Unnamed: 0,Name,Age,Salary
0,Piyush,26,55000
1,Sneha,25,60000
2,Ravi,27,72000
3,Amit,24,48000


Apply on a Single Column

In [2]:
df['Age_plus_5'] = df['Age'].apply(lambda x: x + 5)
df

Unnamed: 0,Name,Age,Salary,Age_plus_5
0,Piyush,26,55000,31
1,Sneha,25,60000,30
2,Ravi,27,72000,32
3,Amit,24,48000,29


Why Lambda Works Here

Because you are applying a function to each element of that column.

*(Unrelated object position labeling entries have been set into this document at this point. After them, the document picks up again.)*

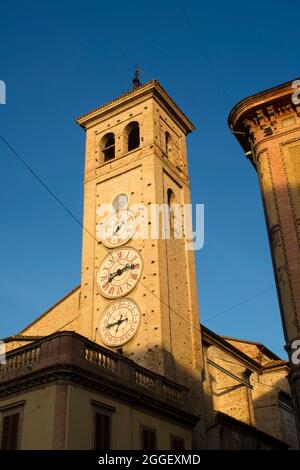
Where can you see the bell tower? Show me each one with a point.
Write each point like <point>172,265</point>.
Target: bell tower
<point>139,294</point>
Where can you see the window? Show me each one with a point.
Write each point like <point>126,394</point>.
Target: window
<point>120,202</point>
<point>11,418</point>
<point>168,144</point>
<point>177,443</point>
<point>148,438</point>
<point>108,147</point>
<point>172,208</point>
<point>102,425</point>
<point>10,432</point>
<point>132,134</point>
<point>102,431</point>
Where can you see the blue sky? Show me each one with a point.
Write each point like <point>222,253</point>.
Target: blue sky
<point>59,59</point>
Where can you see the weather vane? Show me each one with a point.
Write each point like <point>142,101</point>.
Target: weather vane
<point>136,80</point>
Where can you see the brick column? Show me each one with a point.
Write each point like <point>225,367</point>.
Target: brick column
<point>267,125</point>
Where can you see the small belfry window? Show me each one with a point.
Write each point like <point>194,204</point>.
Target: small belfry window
<point>168,144</point>
<point>132,132</point>
<point>108,146</point>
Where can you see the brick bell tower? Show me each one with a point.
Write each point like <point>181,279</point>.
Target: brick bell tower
<point>267,125</point>
<point>139,296</point>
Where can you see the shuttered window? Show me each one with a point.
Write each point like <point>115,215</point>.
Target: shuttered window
<point>10,432</point>
<point>102,431</point>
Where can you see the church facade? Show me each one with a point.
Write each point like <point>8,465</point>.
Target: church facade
<point>122,362</point>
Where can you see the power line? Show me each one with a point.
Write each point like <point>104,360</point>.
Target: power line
<point>257,294</point>
<point>45,185</point>
<point>204,53</point>
<point>75,218</point>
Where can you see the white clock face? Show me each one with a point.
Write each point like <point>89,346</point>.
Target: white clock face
<point>119,272</point>
<point>119,229</point>
<point>119,322</point>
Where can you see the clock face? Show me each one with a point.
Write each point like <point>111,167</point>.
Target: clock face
<point>119,229</point>
<point>119,272</point>
<point>119,322</point>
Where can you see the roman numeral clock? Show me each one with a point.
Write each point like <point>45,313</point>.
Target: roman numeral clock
<point>118,274</point>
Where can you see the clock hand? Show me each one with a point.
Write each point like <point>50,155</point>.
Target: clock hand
<point>120,271</point>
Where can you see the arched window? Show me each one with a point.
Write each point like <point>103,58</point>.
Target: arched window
<point>132,135</point>
<point>168,144</point>
<point>120,202</point>
<point>171,203</point>
<point>108,146</point>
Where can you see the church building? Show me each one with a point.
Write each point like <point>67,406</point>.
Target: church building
<point>122,362</point>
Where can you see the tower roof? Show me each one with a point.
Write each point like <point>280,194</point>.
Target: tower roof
<point>151,88</point>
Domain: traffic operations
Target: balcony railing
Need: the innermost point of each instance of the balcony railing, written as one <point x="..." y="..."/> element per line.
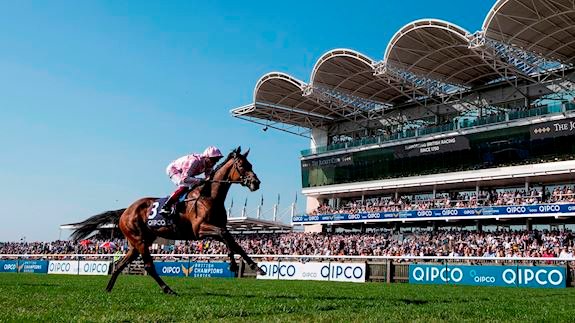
<point x="461" y="124"/>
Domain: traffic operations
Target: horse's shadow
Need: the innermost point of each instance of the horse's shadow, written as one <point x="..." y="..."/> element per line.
<point x="321" y="298"/>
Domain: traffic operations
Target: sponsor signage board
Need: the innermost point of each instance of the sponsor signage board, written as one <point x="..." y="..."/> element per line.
<point x="434" y="213"/>
<point x="328" y="162"/>
<point x="515" y="276"/>
<point x="8" y="266"/>
<point x="33" y="266"/>
<point x="172" y="268"/>
<point x="63" y="267"/>
<point x="194" y="269"/>
<point x="210" y="269"/>
<point x="327" y="271"/>
<point x="94" y="267"/>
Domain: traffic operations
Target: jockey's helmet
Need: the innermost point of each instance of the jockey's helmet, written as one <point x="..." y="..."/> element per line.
<point x="212" y="152"/>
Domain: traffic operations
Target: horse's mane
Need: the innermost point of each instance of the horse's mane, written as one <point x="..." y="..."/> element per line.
<point x="204" y="189"/>
<point x="221" y="164"/>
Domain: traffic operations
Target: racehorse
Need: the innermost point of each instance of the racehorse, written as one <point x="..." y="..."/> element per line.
<point x="203" y="215"/>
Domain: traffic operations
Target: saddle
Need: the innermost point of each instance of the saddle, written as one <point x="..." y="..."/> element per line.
<point x="156" y="219"/>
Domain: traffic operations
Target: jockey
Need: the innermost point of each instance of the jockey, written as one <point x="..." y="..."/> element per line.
<point x="183" y="170"/>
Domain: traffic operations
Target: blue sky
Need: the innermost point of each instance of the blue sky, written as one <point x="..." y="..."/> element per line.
<point x="97" y="97"/>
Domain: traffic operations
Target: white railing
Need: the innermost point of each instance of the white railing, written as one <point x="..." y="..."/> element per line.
<point x="218" y="256"/>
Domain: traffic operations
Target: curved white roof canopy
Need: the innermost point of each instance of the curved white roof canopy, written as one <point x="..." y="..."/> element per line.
<point x="353" y="73"/>
<point x="545" y="27"/>
<point x="438" y="50"/>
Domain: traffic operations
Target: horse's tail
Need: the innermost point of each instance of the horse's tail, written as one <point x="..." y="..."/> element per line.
<point x="86" y="227"/>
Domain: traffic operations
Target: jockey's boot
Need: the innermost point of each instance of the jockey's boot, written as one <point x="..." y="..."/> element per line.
<point x="168" y="208"/>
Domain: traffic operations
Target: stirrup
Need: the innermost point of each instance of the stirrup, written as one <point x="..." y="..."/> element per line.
<point x="166" y="212"/>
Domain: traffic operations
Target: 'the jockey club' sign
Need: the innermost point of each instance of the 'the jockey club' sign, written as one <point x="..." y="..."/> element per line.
<point x="552" y="129"/>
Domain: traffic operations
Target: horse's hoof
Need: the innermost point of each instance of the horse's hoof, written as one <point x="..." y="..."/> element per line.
<point x="169" y="291"/>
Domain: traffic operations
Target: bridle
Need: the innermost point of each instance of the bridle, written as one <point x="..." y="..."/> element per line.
<point x="244" y="180"/>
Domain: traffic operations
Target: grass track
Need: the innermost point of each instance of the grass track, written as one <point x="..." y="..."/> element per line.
<point x="34" y="297"/>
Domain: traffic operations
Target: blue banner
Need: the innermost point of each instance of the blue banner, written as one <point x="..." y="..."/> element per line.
<point x="435" y="213"/>
<point x="33" y="266"/>
<point x="172" y="268"/>
<point x="8" y="266"/>
<point x="210" y="269"/>
<point x="516" y="276"/>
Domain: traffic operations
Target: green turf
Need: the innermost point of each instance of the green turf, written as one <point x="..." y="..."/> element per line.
<point x="34" y="297"/>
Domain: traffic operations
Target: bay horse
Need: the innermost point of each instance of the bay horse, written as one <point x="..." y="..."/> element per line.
<point x="203" y="215"/>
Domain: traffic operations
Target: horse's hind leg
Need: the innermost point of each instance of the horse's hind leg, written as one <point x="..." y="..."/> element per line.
<point x="235" y="247"/>
<point x="207" y="230"/>
<point x="128" y="258"/>
<point x="149" y="266"/>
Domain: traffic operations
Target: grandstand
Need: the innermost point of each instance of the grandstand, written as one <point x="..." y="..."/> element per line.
<point x="449" y="129"/>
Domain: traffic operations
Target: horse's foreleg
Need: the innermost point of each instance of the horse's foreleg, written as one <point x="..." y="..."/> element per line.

Apply on Multiple Columns (row-wise)

Row-wise apply is slower. Use it only when necessary.

In [3]:
df['Salary_Category'] = df.apply(lambda row: 
                                 'High' if row['Salary'] > 60000 else 'Low',
                                 axis=1)
df


Unnamed: 0,Name,Age,Salary,Age_plus_5,Salary_Category
0,Piyush,26,55000,31,Low
1,Sneha,25,60000,30,Low
2,Ravi,27,72000,32,High
3,Amit,24,48000,29,Low


Vectorization (fastest + cleanest)

Pandas uses NumPy under the hood, so you can perform operations directly on entire columns — no .apply(), no loops.

In [10]:
df['Age_Group'] = pd.cut(df['Age'], bins=[0,25,100], labels=['Junior','Senior'])

In [13]:
df['Salary_With_Bonus_Vectorized'] = df['Salary'] * 1.10
df


Unnamed: 0,Name,Age,Salary,Age_plus_5,Salary_Category,Age_Group,Salary_With_Bonus_Vectorized
0,Piyush,26,55000,31,Low,Senior,60500.0
1,Sneha,25,60000,30,Low,Junior,66000.0
2,Ravi,27,72000,32,High,Senior,79200.0
3,Amit,24,48000,29,Low,Junior,52800.0


Mini Task:
Compute Tax_15 = 15% of Salary (no apply(), only vectorized math)

In [14]:
df['Tax_15'] = df['Salary']*0.15
df

Unnamed: 0,Name,Age,Salary,Age_plus_5,Salary_Category,Age_Group,Salary_With_Bonus_Vectorized,Tax_15
0,Piyush,26,55000,31,Low,Senior,60500.0,8250.0
1,Sneha,25,60000,30,Low,Junior,66000.0,9000.0
2,Ravi,27,72000,32,High,Senior,79200.0,10800.0
3,Amit,24,48000,29,Low,Junior,52800.0,7200.0


Step 6 — Conditional Vectorization with .loc

You can do fast conditional updates like this:

In [18]:
df.loc[df['Age'] > 26, 'Level'] = 'Senior'
df.loc[df['Age'] <= 26, 'Level'] = 'Junior'
df


Unnamed: 0,Name,Age,Salary,Age_plus_5,Salary_Category,Age_Group,Salary_With_Bonus_Vectorized,Tax_15,Level
0,Piyush,26,55000,31,Low,Senior,60500.0,8250.0,Junior
1,Sneha,25,60000,30,Low,Junior,66000.0,9000.0,Junior
2,Ravi,27,72000,32,High,Senior,79200.0,10800.0,Senior
3,Amit,24,48000,29,Low,Junior,52800.0,7200.0,Junior


Mini Task:
Add a new column Performance =

“Excellent” if Salary > 65000

“Good” if between 58000–65000

“Average” otherwise

All using .loc vectorization — no apply().

In [20]:
df.loc[df['Salary'] > 65000, 'Performance'] = 'Excellent'
df.loc[(df['Salary'] >= 58000) & (df['Salary'] <= 65000), 'Performance'] = 'Good'
df.loc[(df['Salary']) < 58000, 'Performance'] = "Average"
df

Unnamed: 0,Name,Age,Salary,Age_plus_5,Salary_Category,Age_Group,Salary_With_Bonus_Vectorized,Tax_15,Level,Performance
0,Piyush,26,55000,31,Low,Senior,60500.0,8250.0,Junior,Average
1,Sneha,25,60000,30,Low,Junior,66000.0,9000.0,Junior,Good
2,Ravi,27,72000,32,High,Senior,79200.0,10800.0,Senior,Excellent
3,Amit,24,48000,29,Low,Junior,52800.0,7200.0,Junior,Average


Step 7 — map() for Entire DataFrame

You can transform every cell:

In [24]:
df[['Name', 'Salary_Category']] = df[['Name', 'Salary_Category']].map(lambda x: x.upper())
df

Unnamed: 0,Name,Age,Salary,Age_plus_5,Salary_Category,Age_Group,Salary_With_Bonus_Vectorized,Tax_15,Level,Performance
0,PIYUSH,26,55000,31,LOW,Senior,60500.0,8250.0,Junior,Average
1,SNEHA,25,60000,30,LOW,Junior,66000.0,9000.0,Junior,Good
2,RAVI,27,72000,32,HIGH,Senior,79200.0,10800.0,Senior,Excellent
3,AMIT,24,48000,29,LOW,Junior,52800.0,7200.0,Junior,Average


### ✅ Summary

- `.apply()` applies custom functions to Series or DataFrames.
- `lambda` allows compact, one-line anonymous functions.
- Vectorized operations are the fastest and most efficient — always prefer them.
- `.loc` helps with conditional updates.
- `.applymap()` modifies every element in a DataFrame.